De
acordo com o ministro Luís Felipe Salomão, relator do processo, bloqueio da
carteira de motorista de devedor não fere direito de ir e vir
O Superior Tribunal de
Justiça (STJ) determinou nesta terça-feira a
devolução do passaporte a um devedor que teve o documento retido como forma de
pressão para o pagamento do débito. O caso acabou no STJ após
decisão da primeira instância da Comarca de Sumaré pela retenção do
documento, em 2017, por causa de uma dívida de 16,8 mil reais com uma
instituição de ensino. O envolvido afirmou que a medida ofende sua liberdade de
locomoção. A corte, entretanto, afirmou ser possível a retenção da Carteira
Nacional de Habilitação.
Na
decisão do STJ, o relator do caso, o ministro Luis Felipe
Salomão, considerou que a suspensão do passaporte é ilegal e
arbitrária por restringir o direito de ir e vir de forma desproporcional. “A
retenção do passaporte enseja embaraço à liberdade de locomoção do particular”,
disse. O voto do relator foi acompanhado pelos demais quatro ministros da
Quarta Turma do Tribunal e a decisão foi unânime.
Segundo
o ministro, a retenção do passaporte é medida possível, mas deve ser
fundamentada e analisada caso a caso. No processo analisado, Salomão entendeu
que a apreensão do passaporte foi desproporcional. Ele também afirmou ser
necessário que o STJ fixe diretrizes na interpretação do artigo 139, inciso IV,
do Código de Processo Civil de 2015, que autoriza a adoção de qualquer medida
para o cumprimento de ordens judiciais.
O
ministro acrescentou que o reconhecimento da ilegalidade da suspensão do
passaporte no caso julgado não significa que a medida não pode ser adotada em
outros processos. “A medida poderá eventualmente ser utilizada, desde que
obedecido o contraditório e fundamentada e adequada a decisão, verificada
também a proporcionalidade da providência”, destacou.
Em
relação à suspensão da CNH do devedor, o ministro disse que os precedentes do
STJ já afirmaram que isso não ofende o direito de ir e vir. “Com a decretação
da medida, segue o detentor da habilitação com capacidade de ir e vir, para
todo e qualquer lugar, desde que não o faça como condutor do veículo”, afirmou
Salomão. O ministro reconheceu que a retenção da CNH poderia causar problemas
graves para quem usasse o documento profissionalmente, mas é possível que isso
seja questionado judicialmente.
Jurisprudência
A
advogada Renata Cavalcante de Oliveira, sócia do Rayes & Fagundes Advogados,
explica que tal prática teve início com o novo Código de Processo Civil, que
entrou em vigor em março de 2016. “Muitos advogados de credores passaram a
pedir o bloqueio de documentos de devedores até que o pagamento da dívida fosse
realizado.
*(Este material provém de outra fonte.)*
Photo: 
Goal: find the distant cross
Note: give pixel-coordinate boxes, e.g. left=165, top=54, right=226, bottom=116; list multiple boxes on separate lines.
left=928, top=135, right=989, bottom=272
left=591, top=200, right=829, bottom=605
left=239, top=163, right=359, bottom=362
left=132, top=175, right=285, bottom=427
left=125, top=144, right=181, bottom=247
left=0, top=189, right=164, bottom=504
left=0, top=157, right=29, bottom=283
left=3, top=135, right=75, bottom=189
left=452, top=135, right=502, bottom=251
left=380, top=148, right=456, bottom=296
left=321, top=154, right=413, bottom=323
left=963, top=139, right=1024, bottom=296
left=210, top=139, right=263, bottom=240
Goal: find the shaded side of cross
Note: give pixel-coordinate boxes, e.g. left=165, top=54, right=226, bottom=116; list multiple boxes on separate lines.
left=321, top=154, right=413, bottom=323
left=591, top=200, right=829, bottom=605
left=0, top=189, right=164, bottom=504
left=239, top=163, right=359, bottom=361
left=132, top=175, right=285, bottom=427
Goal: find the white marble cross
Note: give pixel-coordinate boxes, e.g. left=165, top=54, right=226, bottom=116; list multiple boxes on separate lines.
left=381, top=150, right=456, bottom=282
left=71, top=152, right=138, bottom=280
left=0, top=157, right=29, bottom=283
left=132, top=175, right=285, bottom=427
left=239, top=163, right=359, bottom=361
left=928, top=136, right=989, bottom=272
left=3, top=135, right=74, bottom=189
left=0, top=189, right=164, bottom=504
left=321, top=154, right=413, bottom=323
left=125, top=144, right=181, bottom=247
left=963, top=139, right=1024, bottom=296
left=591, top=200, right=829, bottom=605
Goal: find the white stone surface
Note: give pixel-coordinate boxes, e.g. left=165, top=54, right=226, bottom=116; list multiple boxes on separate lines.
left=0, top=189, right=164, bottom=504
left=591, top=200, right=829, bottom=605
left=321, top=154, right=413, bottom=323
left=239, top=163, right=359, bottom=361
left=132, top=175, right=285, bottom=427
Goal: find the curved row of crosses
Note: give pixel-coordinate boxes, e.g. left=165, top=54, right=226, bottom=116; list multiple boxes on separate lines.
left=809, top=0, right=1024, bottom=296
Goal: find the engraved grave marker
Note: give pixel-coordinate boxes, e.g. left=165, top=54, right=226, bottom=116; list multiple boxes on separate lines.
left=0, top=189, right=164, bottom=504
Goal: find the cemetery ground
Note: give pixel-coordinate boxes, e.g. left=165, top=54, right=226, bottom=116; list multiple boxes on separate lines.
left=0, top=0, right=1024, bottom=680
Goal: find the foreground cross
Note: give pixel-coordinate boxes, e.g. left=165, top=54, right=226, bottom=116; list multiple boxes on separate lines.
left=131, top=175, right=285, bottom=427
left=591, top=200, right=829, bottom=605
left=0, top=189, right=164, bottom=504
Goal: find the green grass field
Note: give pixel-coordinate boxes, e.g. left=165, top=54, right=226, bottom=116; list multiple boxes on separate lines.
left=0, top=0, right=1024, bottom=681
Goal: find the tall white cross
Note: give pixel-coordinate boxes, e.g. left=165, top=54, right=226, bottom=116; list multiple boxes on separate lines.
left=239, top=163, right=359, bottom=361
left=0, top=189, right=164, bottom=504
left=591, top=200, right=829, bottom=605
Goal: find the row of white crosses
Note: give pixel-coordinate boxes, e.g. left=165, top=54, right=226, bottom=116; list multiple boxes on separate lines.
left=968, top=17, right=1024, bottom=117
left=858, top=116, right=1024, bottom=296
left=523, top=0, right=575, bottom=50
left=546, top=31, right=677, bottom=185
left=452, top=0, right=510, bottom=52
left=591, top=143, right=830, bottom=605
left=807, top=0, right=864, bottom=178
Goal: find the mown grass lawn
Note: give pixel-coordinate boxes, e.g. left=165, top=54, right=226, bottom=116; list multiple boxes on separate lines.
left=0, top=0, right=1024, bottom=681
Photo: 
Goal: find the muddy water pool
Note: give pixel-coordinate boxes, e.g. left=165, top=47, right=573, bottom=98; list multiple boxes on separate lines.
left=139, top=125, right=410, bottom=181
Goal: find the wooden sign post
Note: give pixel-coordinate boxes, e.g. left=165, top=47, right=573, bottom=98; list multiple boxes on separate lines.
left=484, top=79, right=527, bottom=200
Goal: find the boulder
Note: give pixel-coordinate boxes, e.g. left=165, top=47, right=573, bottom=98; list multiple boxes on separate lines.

A medida em questão gerou muita polêmica. Muito embora tenha por
finalidade atingir o resultado útil do processo, para muitos, viola direitos
fundamentais como o de ir e vir”, analisa.
Ela
ressalta que o Tribunal de Justiça de São Paulo se
posicionou no sentido de que as execuções devem ser feitas sempre pelo meio
menos prejudicial ao devedor e que ele deve responder pelas suas dívidas
somente com o patrimônio. “A decisão do STJ caminhou pelo mesmo sentido.
Todavia, se por um lado a decisão garante o direito de ir e vir do devedor, por
outro lado, acaba por diminuir recursos que satisfaçam o recebimento do
crédito”, diz.
Por
fim, explica que não é incomum se deparar com devedores que blindam completamente
seu patrimônio, continuando a viver uma vida de luxo, sem, todavia, honrar com
dívidas livremente assumidas. “A boa notícia para os credores é que o STJ
concluiu que o bloqueio da CNH não viola o direito de locomoção do devedor, já
que ele permanece podendo se deslocar ainda que não possa conduzir o
automóvel”.
Ela
acrescenta que o assunto em questão ainda pode sofrer uma reviravolta, já que
existe no Supremo Tribunal Federal uma Ação Direta de Inconstitucionalidade
(ADI 5.941) para discutir a aplicação destas medidas.
José
Nantala Bádue Freire, da área civil do Peixoto & Cury Advogados, ressaltou
o caráter específico da decisão. Para ele, “a decisão abre um precedente
muito útil, pois define um escopo mais específico para o uso deste tipo de
medida, esclarecendo que se trata de algo absolutamente excepcional, como
parece mesmo ser o espírito do que resta previsto no Código de Processo Civil”.